鹿の王

鹿の王 (上) ‐‐生き残った者‐‐世界レベルのファンタジーを書き続ける上橋菜穂子が、医療問題を取り入れた新しいファンタジーを作り上げた。
彼女は政治、宗教、習俗を緻密に構築するファンタジーを得意としていたが、医療の要素を取り入れることで、科学的な雰囲気を持つファンタジーに挑戦している。
テロリストが生物兵器を使うのだから、SFのようでもある。
医療の持つ暗部も見逃さないところも凄いと思う。

他国の侵略に負け、鉱山で奴隷のように働かされていたヴァンは、突然現れた狼の群れに襲われ意識を失う。
目覚めたヴァンは、鉱山の中で生き残ったのは自分だけであることを知る。
人々は狼に噛み殺されたわけではなく、病死していたのだ。
ヴァンはもうひとり生き残った赤ん坊を連れて、鉱山を脱出する。
ヴァンは、自分の臭覚が異常に発達していることに気づく。
一方、医術師のホッサルは鉱山の事故を調査するうちに、古代の伝染病が復活したのではないかと疑う。

狼に噛まれた男が、異常な能力を発揮し、狼達と一緒に居る夢を見るあたり狼男モノかと思ったが、そんな単純な話ではなかった。
国策による移民に伴う環境への影響から新しい病気が発生するという、とても現代的な伝染病の脅威が大きなテーマになっている。

大国の侵略により支配された人々の生き方や、支配者が変わっても知識と技術で強い立場を持ち続ける人々、玉砕しても誇りのために反抗する人々などが多様な立場が描かれている。
微妙な力の均衡の中、スパイ小説のような面もあり、移民が環境に与える影響まで扱っている。
ファンタジーの持つ、複雑な問題をシンプルに提示する機能をいかんなく発揮している。
不安を煽ることが力になるという医療の暗部にまで切り込んでいる。
ファンタジーの新しい傑作である。

「オタワル人は、この世に勝ち負けはないと思っているのよ。
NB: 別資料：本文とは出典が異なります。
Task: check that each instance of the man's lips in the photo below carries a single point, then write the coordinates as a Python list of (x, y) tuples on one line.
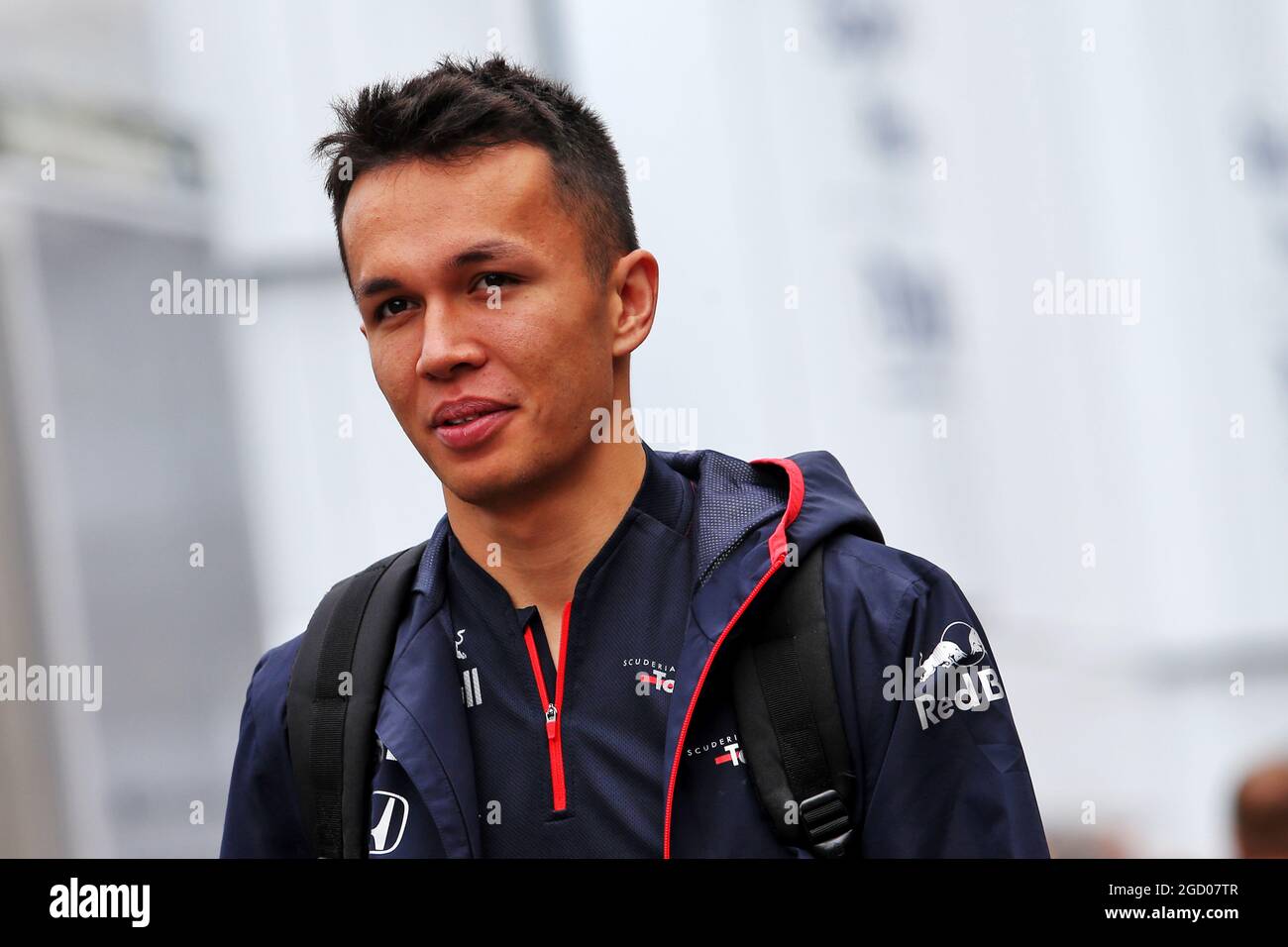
[(469, 421), (456, 412)]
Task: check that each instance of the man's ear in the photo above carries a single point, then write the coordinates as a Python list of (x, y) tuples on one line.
[(636, 278)]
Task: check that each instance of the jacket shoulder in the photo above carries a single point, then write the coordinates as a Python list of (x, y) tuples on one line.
[(885, 579)]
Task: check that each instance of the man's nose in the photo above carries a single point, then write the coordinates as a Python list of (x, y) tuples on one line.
[(447, 343)]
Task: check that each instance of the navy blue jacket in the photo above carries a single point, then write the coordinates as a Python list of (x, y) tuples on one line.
[(940, 774)]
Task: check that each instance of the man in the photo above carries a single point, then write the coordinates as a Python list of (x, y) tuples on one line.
[(561, 682)]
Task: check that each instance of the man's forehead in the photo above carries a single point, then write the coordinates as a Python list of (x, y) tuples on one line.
[(505, 187)]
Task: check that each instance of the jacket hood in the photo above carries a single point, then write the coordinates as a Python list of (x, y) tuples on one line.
[(802, 499)]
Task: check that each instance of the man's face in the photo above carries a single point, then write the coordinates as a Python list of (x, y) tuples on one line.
[(472, 283)]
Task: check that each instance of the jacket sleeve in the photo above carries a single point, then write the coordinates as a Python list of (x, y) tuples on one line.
[(940, 762), (262, 819)]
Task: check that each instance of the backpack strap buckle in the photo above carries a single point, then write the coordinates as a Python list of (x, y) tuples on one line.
[(827, 823)]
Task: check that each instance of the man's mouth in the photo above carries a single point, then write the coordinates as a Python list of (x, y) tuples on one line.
[(469, 421)]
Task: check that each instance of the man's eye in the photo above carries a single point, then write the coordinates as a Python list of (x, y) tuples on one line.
[(391, 307), (490, 279)]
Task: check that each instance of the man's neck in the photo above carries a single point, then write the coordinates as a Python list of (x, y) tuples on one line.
[(542, 547)]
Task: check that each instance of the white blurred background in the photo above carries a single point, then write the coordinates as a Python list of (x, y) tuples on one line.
[(850, 201)]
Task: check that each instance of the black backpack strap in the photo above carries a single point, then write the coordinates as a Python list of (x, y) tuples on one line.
[(331, 719), (789, 720)]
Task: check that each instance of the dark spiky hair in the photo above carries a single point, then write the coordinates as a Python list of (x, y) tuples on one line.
[(462, 107)]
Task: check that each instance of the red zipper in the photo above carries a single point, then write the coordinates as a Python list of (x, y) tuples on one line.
[(778, 551), (694, 701), (553, 711)]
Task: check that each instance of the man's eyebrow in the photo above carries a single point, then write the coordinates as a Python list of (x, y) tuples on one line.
[(484, 252), (376, 285), (478, 253)]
食われるのであれば、巧く食われればよい。食われた物が、食った者の身体となるのだから」

「正直に申し上げれば、東乎瑠帝国の属領になっていること自体は、軍事的にも経済的にもありがたいことではあるのです。彼らに叛旗を翻すような気もちは毛頭ありません。」

「だから、病素が脳を操作している・・・と言えるかどうかは、まだきちんと解明されてはいないけど、さほど的外れでもないはずだよ。咳や、くしゃみに乗って、風邪の病素が他者に移っていくように、我々の身体が自然に持っている、病素を身体の外に出そうとする機能が、結果的に彼らの増殖をたすけているということもあるわけだから。」

死にたくない、死なせたくないーたしかに、その思いこそが、オタワルの医術師にとっては大きな武器となる。